En 1917, Marcel Duchamp exposait sa Fontaine à New York, alors même que Monet peignait ses nénuphars à Giverny ; il commençait les Nymphéas de l’Orangerie, que Clemenceau, amateur éclairé, allait lui demander de léguer à l’État français. Le siècle a exploité la branche issue de Duchamp. C’est elle qui a permis en s’appuyant sur le postulat « tout est art », de justifier toutes les extravagances. La branche issue de Monet et de Cézanne, je veux dire de la peinture, a cependant survécu durant ce siècle malgré un ostracisme de plus en plus violent. En effet, on doit reconnaître qu’il n’y a pas un sens unique et inéluctable de l’histoire de l’art. Maintenant, après les petites et grandes révolutions qui se sont succédé à un rythme de plus en plus rapide, tout est à nouveau possible comme expression plastique. Toutes les formes sont à notre disposition dans l’immensité du visible et de l’imaginaire, il n’y a plus que l’authenticité, la profondeur et la pertinence du propos qui feront la différence poétique et suggestive des œuvres.

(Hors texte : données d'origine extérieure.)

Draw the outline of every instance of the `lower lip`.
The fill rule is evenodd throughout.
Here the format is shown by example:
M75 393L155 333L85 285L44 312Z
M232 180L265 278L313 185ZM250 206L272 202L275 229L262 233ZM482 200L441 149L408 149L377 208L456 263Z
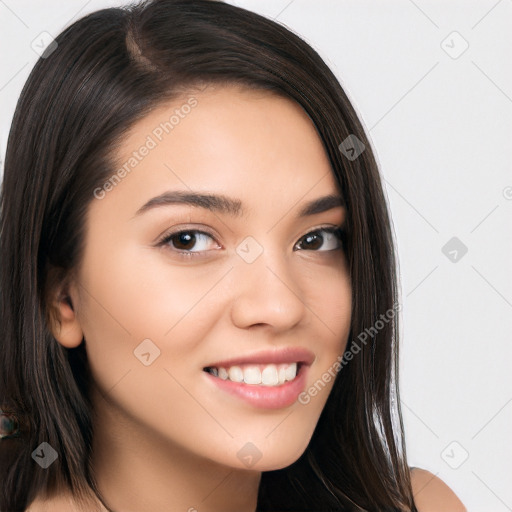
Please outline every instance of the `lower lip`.
M301 364L295 379L287 381L280 386L261 386L233 382L215 377L205 371L203 373L220 389L245 400L253 407L259 409L282 409L295 403L299 394L304 391L308 368L308 365Z

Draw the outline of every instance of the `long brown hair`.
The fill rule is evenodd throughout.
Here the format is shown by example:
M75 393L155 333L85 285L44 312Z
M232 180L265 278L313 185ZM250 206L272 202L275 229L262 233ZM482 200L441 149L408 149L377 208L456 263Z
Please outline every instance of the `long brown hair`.
M320 56L284 26L215 0L153 0L76 21L39 59L15 111L0 224L1 510L42 491L95 488L84 343L49 330L50 297L83 255L93 191L133 124L198 84L237 83L299 103L315 123L347 208L350 340L396 309L395 255L378 166L356 111ZM347 158L340 144L364 151ZM343 149L343 146L342 146ZM415 510L398 394L397 317L345 361L313 437L291 466L262 475L258 510ZM373 331L372 331L373 332ZM351 345L349 345L351 346ZM46 470L33 450L59 454Z

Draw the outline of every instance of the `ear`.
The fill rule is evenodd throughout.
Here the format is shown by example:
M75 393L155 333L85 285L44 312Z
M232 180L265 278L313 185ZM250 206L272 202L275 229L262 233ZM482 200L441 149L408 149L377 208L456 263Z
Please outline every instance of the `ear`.
M57 285L49 304L49 327L55 339L66 348L78 347L83 331L77 316L78 294L74 285Z

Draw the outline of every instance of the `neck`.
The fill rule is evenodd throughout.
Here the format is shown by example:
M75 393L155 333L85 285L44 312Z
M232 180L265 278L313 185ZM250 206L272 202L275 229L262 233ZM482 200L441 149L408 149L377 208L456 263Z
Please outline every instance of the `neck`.
M93 392L92 471L110 512L255 512L261 472L191 453Z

Le nouveau en art est d’ailleurs une préoccupation récente, la quête illusoire de l’originalité correspond à une certaine hypertrophie de l’ego théorisé par le siècle.

Quand on regarde avec simplicité l’histoire de l’art, on constate que c’est en copiant avec passion leurs prédécesseurs et en essayant de les comprendre par l’intérieur, de pénétrer le processus de la création plastique, que les maîtres de toutes les époques, les anciens et les modernes, ont renouvelé le langage pictural. Il ne s’agit bien entendu pas d’une adoration béate et servile, mais d’une tension constructive entre des sentiments d’admiration obligée et d’irrévérence affirmée (…) la méthode contrôlée pour la mise en forme du processus d’élaboration d’une composition cohérente et maîtrisée, de formes et « de couleurs en un certain ordre rassemblées ». Ce travail demande patience, persévérance et enthousiasme. C’est le travail d’une vie, nourri d’abnégation joyeuse (…) Souvenons-nous des grandes filiations qui viennent de la nuit des temps et qui nous interpellent. Rappelons-nous les ricochets prodigieux, par exemple de Titien à Gréco en passant par Tintoret. Les écrits des maîtres en témoignent et sont la preuve de cet impératif moral de la transmission et du partage.

Les salons d’artistes sont l’articulation irremplaçable d’une politique culturelle. Il faut les défendre avec force. Tous les pays nous envient cette spécificité française du salon d’artiste autogéré. Les rapprochements d’artistes en associations, suivant des inclinations amicales ou des affinités esthétiques voire géographiques, sont absolument nécessaires à la vitalité de l’art. Il faut favoriser ces regroupements d’artistes qui créent des familles au sein desquelles l’artiste peut se trouver au milieu de ses pairs, ceux qui le reconnaissent et qu’il reconnaît. Mais pour cela, acceptons le constat que l’état des professions artistiques, et particulièrement des arts plastiques, est véritablement catastrophique.
Il y a, malheureusement, une profonde déconnexion entre la réalité du pays et les « élites » institutionnelles. Après le psychodrame politique inquiétant du printemps dernier, et si l’on veut lutter contre les thèses extrémistes, il faudrait que nos édiles s’engagent par des mesures claires, lisibles et nettes en faveur de la diversité et de la pluralité esthétiques. Il est impératif et urgent d’apporter des réponses aux artistes qui sont l’âme d’une société, sa caisse de résonance, et d’éviter que l’État ne prenne la posture « snob » de ceux qui prônent des conformismes d’avant-garde (…) Je peux affirmer, même si c’est une banalité (bien qu’elle soit à contre-courant) que le regard, la main et l’intelligence plastique peuvent s’exercer, et que l’apprentissage est une condition nécessaire (même si elle n’est pas, bien évidemment, suffisante) pour que l’œuvre et l’artiste puissent se développer dans la profondeur et dans l’espace.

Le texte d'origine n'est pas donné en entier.